Tausende Autofahrer passieren täglich ein zwischen Firmengeländen und Straßen gelegenes Juwel der Wiener Friedhofslandschaft: Direkt an der meistbefahrenen Straße Österreichs, der Wiener Südosttangente, liegt der St. Marxer Friedhof, der einzige erhaltene von ursprünglich fünf Biedermeierfriedhöfen in der Hauptstadt der K.u.K.-Monarchie. 1784 wurden auf dem heute rund 60.000 Quadratmeter großen Areal die ersten Toten bestattet. Weltweite Berühmtheit erlangte der 1937 unter Denkmalschutz gestellte und legendenumwobene Friedhof als Begräbnisstätte Mozarts.

Seine Existenz verdankt der Friedhof Kaiser Joseph II. (1765-1790).

Er verbot aus hygienischen Gründen Beisetzungen innerhalb des Linienwalls, des heutigen "Gürtels", und ordnete die Neuanlage von insgesamt fünf "communalen" Begräbnisstätten an, damals noch weit außerhalb der Stadt. Der St. Marxer Totenacker ist nach dem Markus-Hospital benannt, in dem seit dem Mittelalter vor der Stadt die Kranken gepflegt wurden. Über 90 Jahre wurden hier etwa 15.000 Menschen bestattet - bis der Zentralfriedhof 1874 der letzte Ort für die verblichenen Bürger der werdenden Millionenstadt wurde.

Opfer des Flusses

Weit außerhalb des Stadtkerns am Alberner Hafen liegt versteckt der "Friedhof der Namenlosen", dessen Bezeichnung Programm ist: von 1840 bis 1940 wurden dort die meist anonymen Opfer des Donaustroms begraben. Die Begräbnisstätte war ausschließlich Opfern des Flusses vorbehalten. Hier, bei Stromkilometer 1.918 in Simmering, wo der Donaukanal in die Donau mündet, wurden durch einen Wasserstrudel einst Mord- und Unfallopfer oder Selbstmörder angeschwemmt und gleich begraben.

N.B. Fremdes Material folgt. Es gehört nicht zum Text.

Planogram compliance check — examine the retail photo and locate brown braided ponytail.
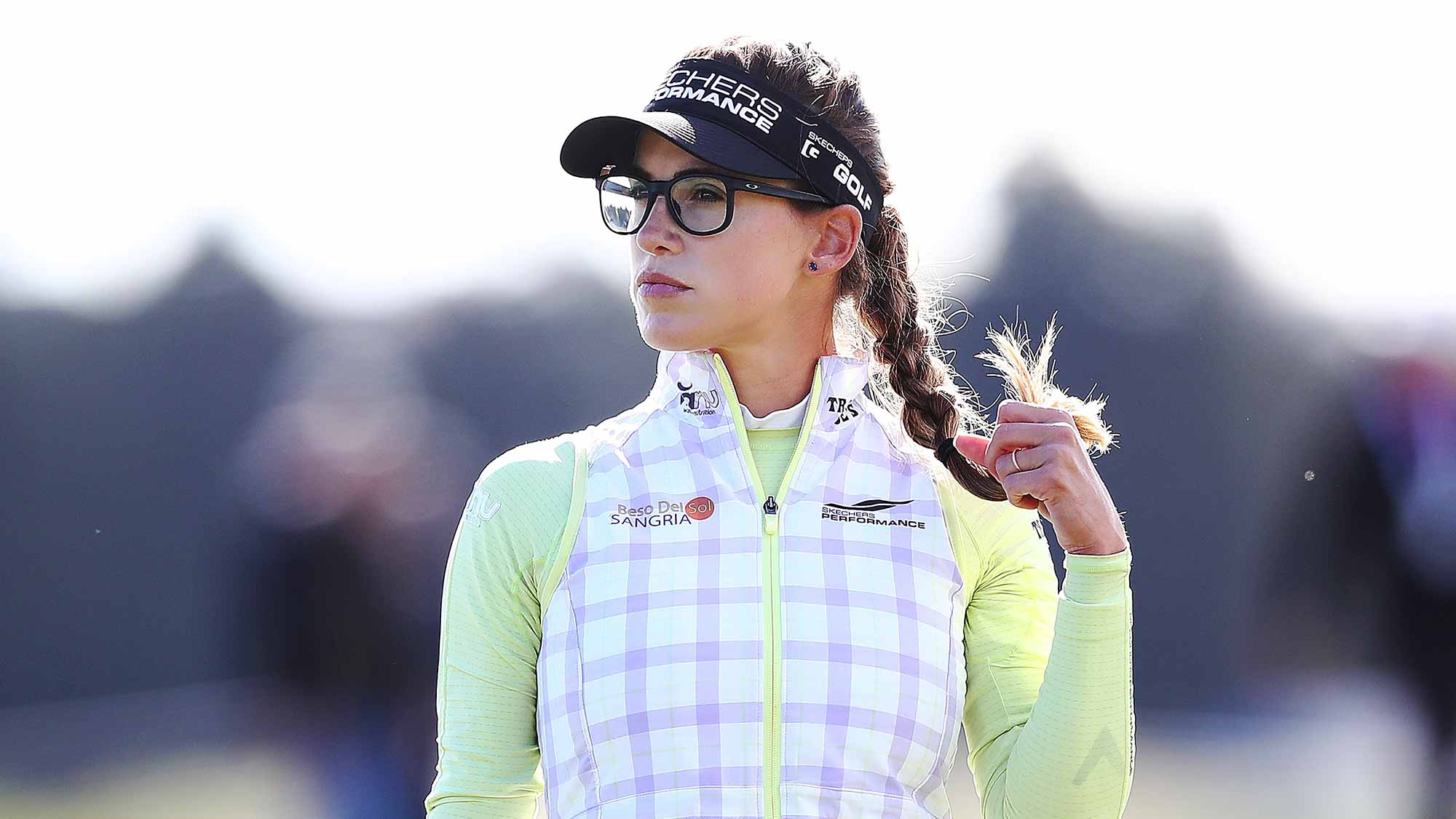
[683,36,1112,500]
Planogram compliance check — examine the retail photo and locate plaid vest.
[536,349,968,819]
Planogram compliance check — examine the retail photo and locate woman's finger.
[981,423,1077,480]
[992,446,1051,487]
[996,397,1076,427]
[1002,455,1050,509]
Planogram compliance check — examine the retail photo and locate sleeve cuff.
[1061,548,1133,604]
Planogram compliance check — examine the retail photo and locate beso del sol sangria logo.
[612,496,716,528]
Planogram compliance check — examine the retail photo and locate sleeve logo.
[464,487,501,526]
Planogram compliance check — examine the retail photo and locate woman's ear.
[811,204,865,272]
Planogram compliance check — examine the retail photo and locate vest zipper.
[713,352,823,819]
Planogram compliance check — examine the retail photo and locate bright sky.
[0,1,1456,314]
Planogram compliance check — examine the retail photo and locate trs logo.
[828,396,859,427]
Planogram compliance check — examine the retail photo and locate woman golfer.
[425,38,1134,819]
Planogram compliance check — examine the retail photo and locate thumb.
[955,433,992,467]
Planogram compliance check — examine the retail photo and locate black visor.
[561,58,884,237]
[561,111,798,179]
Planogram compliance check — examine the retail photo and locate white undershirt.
[738,393,810,430]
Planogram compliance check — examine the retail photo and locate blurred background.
[0,3,1456,819]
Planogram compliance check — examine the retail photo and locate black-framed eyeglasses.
[596,170,833,236]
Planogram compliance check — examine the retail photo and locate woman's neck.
[713,335,834,419]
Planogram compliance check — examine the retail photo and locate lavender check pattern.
[537,351,968,819]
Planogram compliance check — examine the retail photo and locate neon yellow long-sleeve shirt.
[425,427,1136,819]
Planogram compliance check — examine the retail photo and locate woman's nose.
[636,197,683,256]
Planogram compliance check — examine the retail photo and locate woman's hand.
[955,399,1128,555]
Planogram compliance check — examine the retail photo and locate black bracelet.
[935,436,960,462]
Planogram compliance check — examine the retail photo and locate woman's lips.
[638,281,692,298]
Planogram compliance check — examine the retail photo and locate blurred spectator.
[230,328,473,819]
[1252,341,1456,819]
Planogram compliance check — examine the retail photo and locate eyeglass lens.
[601,176,728,233]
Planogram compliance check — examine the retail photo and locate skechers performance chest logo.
[677,381,722,416]
[820,499,925,529]
[612,496,716,528]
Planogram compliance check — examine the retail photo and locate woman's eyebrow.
[628,165,732,178]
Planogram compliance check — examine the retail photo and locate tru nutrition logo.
[612,496,716,529]
[820,499,925,529]
[677,381,722,416]
[652,68,783,134]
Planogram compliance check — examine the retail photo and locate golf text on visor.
[644,58,882,239]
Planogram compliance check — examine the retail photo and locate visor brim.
[561,111,798,179]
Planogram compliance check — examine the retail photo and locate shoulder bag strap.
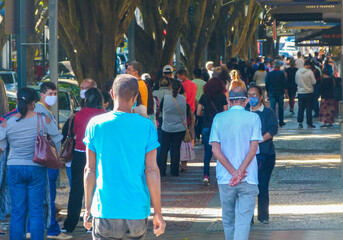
[172,96,187,129]
[67,116,74,137]
[39,113,46,136]
[210,99,219,113]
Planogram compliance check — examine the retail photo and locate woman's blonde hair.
[230,70,239,80]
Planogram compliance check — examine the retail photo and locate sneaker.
[202,175,210,186]
[47,232,73,240]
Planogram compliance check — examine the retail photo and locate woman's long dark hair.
[17,87,38,122]
[249,85,266,105]
[204,77,225,99]
[85,88,104,109]
[172,80,181,97]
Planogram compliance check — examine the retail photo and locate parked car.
[6,86,80,129]
[38,78,80,99]
[0,71,18,91]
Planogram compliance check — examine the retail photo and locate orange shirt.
[138,80,148,107]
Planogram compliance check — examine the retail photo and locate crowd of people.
[0,49,340,240]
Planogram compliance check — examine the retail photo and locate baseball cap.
[163,65,173,73]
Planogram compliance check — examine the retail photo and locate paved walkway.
[4,106,343,240]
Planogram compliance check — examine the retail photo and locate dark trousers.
[288,88,297,111]
[298,93,313,125]
[256,153,275,221]
[64,151,86,232]
[269,94,284,124]
[158,130,185,176]
[313,84,320,116]
[202,128,212,177]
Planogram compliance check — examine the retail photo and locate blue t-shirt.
[209,106,263,185]
[83,111,160,219]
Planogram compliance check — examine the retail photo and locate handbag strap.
[67,115,74,137]
[37,113,46,135]
[172,96,188,129]
[210,99,219,113]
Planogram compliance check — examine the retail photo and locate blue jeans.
[298,93,313,125]
[256,153,275,221]
[8,165,47,240]
[202,128,212,177]
[66,166,71,187]
[269,93,284,125]
[47,168,61,236]
[218,182,258,240]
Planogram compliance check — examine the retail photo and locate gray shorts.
[92,218,148,240]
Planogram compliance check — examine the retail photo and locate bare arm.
[83,147,96,230]
[197,103,204,116]
[145,149,166,236]
[263,132,273,142]
[212,142,236,176]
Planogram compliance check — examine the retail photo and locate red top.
[182,79,197,112]
[73,107,105,151]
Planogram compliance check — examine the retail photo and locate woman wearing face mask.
[248,85,278,224]
[0,88,61,240]
[64,88,105,232]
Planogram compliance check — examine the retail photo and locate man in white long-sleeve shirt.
[295,60,316,128]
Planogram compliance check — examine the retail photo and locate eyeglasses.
[248,93,258,97]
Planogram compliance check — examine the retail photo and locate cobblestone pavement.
[0,106,343,240]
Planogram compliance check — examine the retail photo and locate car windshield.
[0,73,14,84]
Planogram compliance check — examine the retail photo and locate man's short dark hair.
[304,59,312,66]
[40,82,57,94]
[112,74,139,101]
[130,62,143,76]
[193,68,202,78]
[176,68,188,77]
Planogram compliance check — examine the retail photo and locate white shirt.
[295,68,316,94]
[209,106,263,185]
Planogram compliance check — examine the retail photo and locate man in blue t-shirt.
[84,74,166,239]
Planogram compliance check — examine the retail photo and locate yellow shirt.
[138,80,148,107]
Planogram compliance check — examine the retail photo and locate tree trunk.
[181,0,222,77]
[58,0,139,88]
[135,0,191,74]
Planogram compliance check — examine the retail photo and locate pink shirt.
[182,79,197,112]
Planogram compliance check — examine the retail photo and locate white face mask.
[80,90,87,99]
[45,96,57,107]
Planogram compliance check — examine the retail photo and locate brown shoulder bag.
[33,113,63,169]
[59,116,74,164]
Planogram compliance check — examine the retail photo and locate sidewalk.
[1,105,343,240]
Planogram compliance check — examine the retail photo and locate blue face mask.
[131,101,137,110]
[249,97,258,107]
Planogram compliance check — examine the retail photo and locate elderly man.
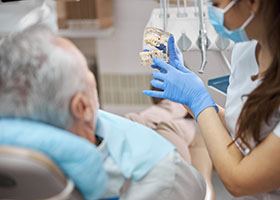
[0,25,205,200]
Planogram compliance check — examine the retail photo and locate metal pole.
[198,0,208,74]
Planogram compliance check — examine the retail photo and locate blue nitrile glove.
[168,35,187,72]
[144,59,218,119]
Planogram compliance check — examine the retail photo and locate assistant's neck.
[256,42,273,78]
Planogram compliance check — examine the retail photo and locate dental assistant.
[144,0,280,200]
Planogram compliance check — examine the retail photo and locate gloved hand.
[144,59,218,119]
[168,35,187,72]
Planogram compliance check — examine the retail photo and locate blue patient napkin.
[96,110,175,181]
[0,119,107,200]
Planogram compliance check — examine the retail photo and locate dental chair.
[0,118,107,200]
[0,146,83,200]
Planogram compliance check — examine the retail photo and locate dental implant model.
[139,27,170,66]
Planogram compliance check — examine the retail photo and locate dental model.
[139,27,170,66]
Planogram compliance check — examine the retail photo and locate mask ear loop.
[223,0,238,14]
[240,12,255,29]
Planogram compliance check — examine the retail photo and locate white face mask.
[208,0,255,42]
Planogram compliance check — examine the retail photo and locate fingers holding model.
[144,37,218,119]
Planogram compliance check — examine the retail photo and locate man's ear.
[70,92,93,121]
[249,0,260,14]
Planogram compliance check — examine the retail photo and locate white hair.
[0,25,88,128]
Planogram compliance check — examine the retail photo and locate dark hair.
[233,0,280,148]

Der Friedhof ist in zwei Teile gegliedert: An den älteren Bereich, auf dem von 1840 bis 1900 insgesamt 478 unbekannte Tote bestattet wurden, erinnert heute nur noch ein Gedenkkreuz. Hochwasser hatten das Areal immer wieder überschwemmt. Der neue Friedhofsteil wurde 1900 hinter dem Hochwasserschutzdamm errichtet. Bis 1940 wurden hier 104 Wasserleichen beerdigt, nur 43 konnten identifiziert werden.